“It Just Hurts a Little Bit, and It Helps You”: New York City Kids on Getting Vaxxed

On November 2nd, the C.D.C. endorsed the use of Pfizer’s COVID-19 vaccine for kids between the ages of five and eleven. New York City began to mobilize, distributing a portion of its near quarter-million pediatric doses to doctors’ offices, hospitals, and vaccination centers. On Monday of this week, the city kicked off another part of its plan: meeting kids (and their parents) right where they are, with pop-up vaccination clinics planned for 1,070 schools throughout the five boroughs. P.S. 20 Anna Silver, a public school on the Lower East Side, had the good luck to host a vaccine clinic in the very first time slot of the very first day. A crew started setting up in the yellow-tiled cafeteria at 7 a.m.—one laminate lunch table commandeered for check-in, another for delivering shots, and two for the mandatory fifteen-minute rest and observation period that follows each shot. By the time the school day began, a scraggly line of kids and their parents stretched out the door, down the hallway, and outside into the sunshine. There were constrained shrieks of greeting near the rest tables, occasional twirls and snippets of song, and a perfectly understandable quantity of tears (cried by relieved adults as well as by children).
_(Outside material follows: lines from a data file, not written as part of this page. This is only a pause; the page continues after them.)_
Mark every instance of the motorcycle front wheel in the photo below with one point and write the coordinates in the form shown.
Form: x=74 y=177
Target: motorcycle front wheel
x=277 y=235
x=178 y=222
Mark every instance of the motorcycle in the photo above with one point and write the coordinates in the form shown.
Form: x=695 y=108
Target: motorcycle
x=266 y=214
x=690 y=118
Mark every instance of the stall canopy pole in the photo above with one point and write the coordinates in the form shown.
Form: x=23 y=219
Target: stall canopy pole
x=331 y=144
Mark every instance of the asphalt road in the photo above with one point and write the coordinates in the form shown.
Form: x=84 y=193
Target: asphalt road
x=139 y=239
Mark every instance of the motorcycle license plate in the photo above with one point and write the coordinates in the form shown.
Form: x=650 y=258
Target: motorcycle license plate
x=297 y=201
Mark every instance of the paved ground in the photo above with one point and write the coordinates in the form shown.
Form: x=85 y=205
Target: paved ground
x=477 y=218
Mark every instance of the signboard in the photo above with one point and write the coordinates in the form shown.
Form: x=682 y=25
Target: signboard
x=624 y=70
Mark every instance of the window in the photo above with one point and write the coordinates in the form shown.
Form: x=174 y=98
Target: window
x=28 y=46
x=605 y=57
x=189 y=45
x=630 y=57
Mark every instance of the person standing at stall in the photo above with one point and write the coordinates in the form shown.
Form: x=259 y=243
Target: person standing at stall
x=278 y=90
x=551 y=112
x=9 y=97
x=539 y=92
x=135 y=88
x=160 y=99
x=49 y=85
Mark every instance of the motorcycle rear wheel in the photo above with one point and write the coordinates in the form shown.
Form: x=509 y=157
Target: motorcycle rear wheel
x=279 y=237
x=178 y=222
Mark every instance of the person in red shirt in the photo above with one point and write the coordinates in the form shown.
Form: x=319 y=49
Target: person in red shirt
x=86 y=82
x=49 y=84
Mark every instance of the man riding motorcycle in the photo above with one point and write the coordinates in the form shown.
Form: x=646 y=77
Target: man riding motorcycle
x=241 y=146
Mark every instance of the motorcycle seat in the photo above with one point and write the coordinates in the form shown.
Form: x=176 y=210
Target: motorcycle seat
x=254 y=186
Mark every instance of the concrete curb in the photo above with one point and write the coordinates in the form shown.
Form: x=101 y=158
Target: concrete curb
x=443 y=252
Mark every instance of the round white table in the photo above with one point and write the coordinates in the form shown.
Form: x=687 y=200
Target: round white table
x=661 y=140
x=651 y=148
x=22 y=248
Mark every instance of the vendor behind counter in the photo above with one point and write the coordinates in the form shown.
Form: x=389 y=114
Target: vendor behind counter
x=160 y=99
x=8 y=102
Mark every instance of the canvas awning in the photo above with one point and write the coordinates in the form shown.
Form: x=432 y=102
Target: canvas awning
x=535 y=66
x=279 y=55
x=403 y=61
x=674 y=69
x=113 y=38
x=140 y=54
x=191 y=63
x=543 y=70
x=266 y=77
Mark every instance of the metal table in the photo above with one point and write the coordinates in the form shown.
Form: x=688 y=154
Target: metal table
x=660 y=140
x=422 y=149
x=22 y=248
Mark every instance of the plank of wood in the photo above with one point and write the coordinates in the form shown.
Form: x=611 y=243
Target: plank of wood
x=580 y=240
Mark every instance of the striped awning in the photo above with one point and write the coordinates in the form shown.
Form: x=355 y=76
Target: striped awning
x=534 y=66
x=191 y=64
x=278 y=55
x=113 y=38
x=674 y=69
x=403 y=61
It would be something of a miracle if a sprawling, thousand-location medical undertaking were to go off without any problems at all. Midway through the morning, reports started circulating of delays and supply shortages at other schools’ pop-up clinics leaving hopeful parents and kids frustrated. (In response, the city health commissioner pointed parents toward the few thousand other places administering pediatric shots.) But things went smoothly at P.S. 20; by eleven o’clock, the flow of kids and parents into the ersatz clinic had stopped, and the vax team was packing up to leave. School employees hovered, ready to turn the room into a cafeteria again: the first wave of hungry students would be arriving soon for lunch.